Catalysts from here & what to expect this week from META, MSFT, and GOOG
Part 1. Quick recap of what happened today
AI stocks experienced the worst nightmare today. 😭
By AI stocks, I meant the AI infrastructure companies in the semiconductor and networking equipment supply chain, such as:
NVDA (GPUs suppliers) -17% 📉
AVGO (Custom ASIC and networking components) -17% 📉
CRDO (networking components) -31% 📉
ANET (high speed switch) -22% 📉
TSMC (manufactures the chips above) -13% 📉
In aggregate, SOX (the semiconductor sector index) -10% today.
On the one hand, you saw hyperscalers stock suffer much less (MSFT down only 2%, GOOG down 4%), and META even up 2% (we will explain why).
Why did this happen?
Over the weekend, a Chinese company DeepSeek claimed to have developed an open source model competitive with ChatGPT, developed by OpenAI.
But this is not even the most shocking part.
The most shocking part is that according to its technical report,
“DeepSeek-V3 requires only 2.788M H800 GPU hours for its full training.

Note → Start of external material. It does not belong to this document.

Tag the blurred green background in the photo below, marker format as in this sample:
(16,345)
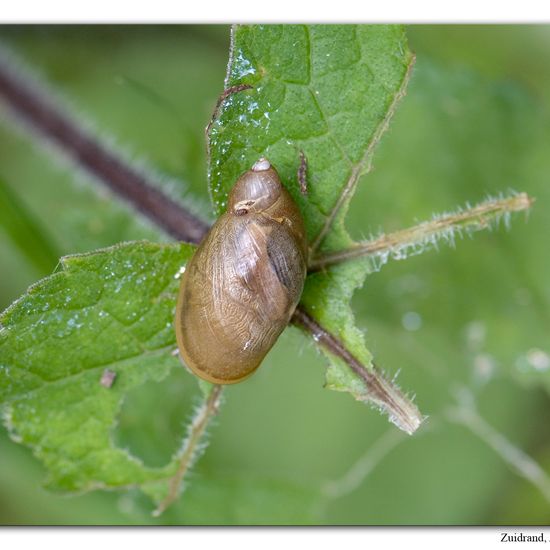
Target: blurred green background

Assuming the rental price of the H800 GPU is $2 per GPU hour, our total training costs amount to only $5.576M.”
Why is this significant? DeepSeek’s total training cost is only $5.6M, when the likes of Google, Meta are spending billions of dollars in capex.

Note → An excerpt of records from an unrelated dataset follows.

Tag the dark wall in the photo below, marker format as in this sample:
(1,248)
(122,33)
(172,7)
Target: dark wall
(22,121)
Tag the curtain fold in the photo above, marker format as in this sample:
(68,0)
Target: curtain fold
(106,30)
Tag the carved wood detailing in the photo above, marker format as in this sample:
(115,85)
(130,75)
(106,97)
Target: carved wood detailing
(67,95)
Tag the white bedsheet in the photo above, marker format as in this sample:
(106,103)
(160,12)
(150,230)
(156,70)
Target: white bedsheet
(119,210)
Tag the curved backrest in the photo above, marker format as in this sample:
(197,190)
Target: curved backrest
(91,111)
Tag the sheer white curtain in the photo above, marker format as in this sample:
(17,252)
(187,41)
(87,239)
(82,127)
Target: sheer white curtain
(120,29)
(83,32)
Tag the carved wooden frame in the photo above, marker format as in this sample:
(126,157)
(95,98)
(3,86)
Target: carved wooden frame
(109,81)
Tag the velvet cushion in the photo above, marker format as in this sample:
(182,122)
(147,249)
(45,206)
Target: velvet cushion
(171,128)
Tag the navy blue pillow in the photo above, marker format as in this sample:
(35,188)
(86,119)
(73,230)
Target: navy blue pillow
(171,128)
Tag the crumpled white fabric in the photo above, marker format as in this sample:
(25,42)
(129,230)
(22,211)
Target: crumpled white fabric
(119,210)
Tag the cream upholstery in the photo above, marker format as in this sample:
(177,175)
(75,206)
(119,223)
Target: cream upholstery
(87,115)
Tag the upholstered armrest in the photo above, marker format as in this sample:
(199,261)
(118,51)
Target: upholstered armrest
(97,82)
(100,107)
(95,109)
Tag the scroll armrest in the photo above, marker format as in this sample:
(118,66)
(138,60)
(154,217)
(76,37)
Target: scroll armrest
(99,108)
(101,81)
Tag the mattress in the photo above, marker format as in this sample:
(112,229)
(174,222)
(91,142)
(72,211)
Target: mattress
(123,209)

In addition, DeepSeek doesn’t even have access to the best GPUs available. Hopper is the current selling GPU architecture designed by NVDA. Hyperscalers today train their large language models using NVDA’s H200, today’s best GPU available before Blackwell’s planned mass shipment early this year.
On the other hand, Chinese companies face many more obstacles to develop their large language model, because compute power is a huge constraint. Back in 2022, the Biden administration restricted NVDA from selling the most advanced GPUs to China, with the goal to prevent China from making progress in AI development. NVDA tweaked its GPUs to sell to China as H800. Those H800s are a downgraded version of the regular H100 and H200 GPUs. They are less performant in two ways: 1) less powerful computing capabilities and 2) lower chip-chip data transfer rates.

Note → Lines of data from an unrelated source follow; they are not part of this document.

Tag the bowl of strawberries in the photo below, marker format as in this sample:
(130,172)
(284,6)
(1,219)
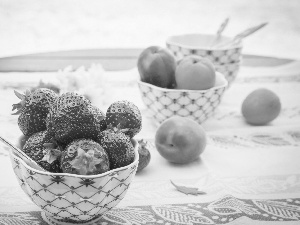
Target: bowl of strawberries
(88,158)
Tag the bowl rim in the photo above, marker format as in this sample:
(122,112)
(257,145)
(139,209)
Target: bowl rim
(223,85)
(136,159)
(170,41)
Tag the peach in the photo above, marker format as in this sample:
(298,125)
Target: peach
(195,73)
(180,140)
(157,66)
(261,107)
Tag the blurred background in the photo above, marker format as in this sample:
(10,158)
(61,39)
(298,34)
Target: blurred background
(35,26)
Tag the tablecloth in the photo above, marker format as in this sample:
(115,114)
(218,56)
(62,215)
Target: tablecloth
(251,174)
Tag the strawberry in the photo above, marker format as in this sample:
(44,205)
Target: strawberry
(126,115)
(33,109)
(84,157)
(41,148)
(118,146)
(144,155)
(73,117)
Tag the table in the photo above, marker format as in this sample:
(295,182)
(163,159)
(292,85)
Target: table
(251,174)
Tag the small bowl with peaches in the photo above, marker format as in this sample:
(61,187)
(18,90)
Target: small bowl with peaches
(190,87)
(226,58)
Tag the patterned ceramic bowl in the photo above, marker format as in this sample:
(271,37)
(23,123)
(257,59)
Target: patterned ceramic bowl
(199,105)
(75,199)
(201,44)
(229,70)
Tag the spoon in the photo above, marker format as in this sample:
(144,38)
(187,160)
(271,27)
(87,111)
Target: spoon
(19,153)
(220,31)
(239,37)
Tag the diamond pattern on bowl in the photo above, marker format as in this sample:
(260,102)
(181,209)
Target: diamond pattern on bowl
(198,105)
(71,198)
(223,56)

The average selling price for H800 is in the thousands of dollars range, whereas each H200 is easily multiples of that (in the $30K range).
The fact that DeepSeek is able to develop a competitive large language model without pouring all the money into expensive and best performing GPUs is concerning for those selling these GPUs, custom ASICs, networking components, or high-bandwidth memory.
If you can spend only 1/30 of what you are spending today in AI infra (semis and networking equipment) but still get the best large language model, why bother?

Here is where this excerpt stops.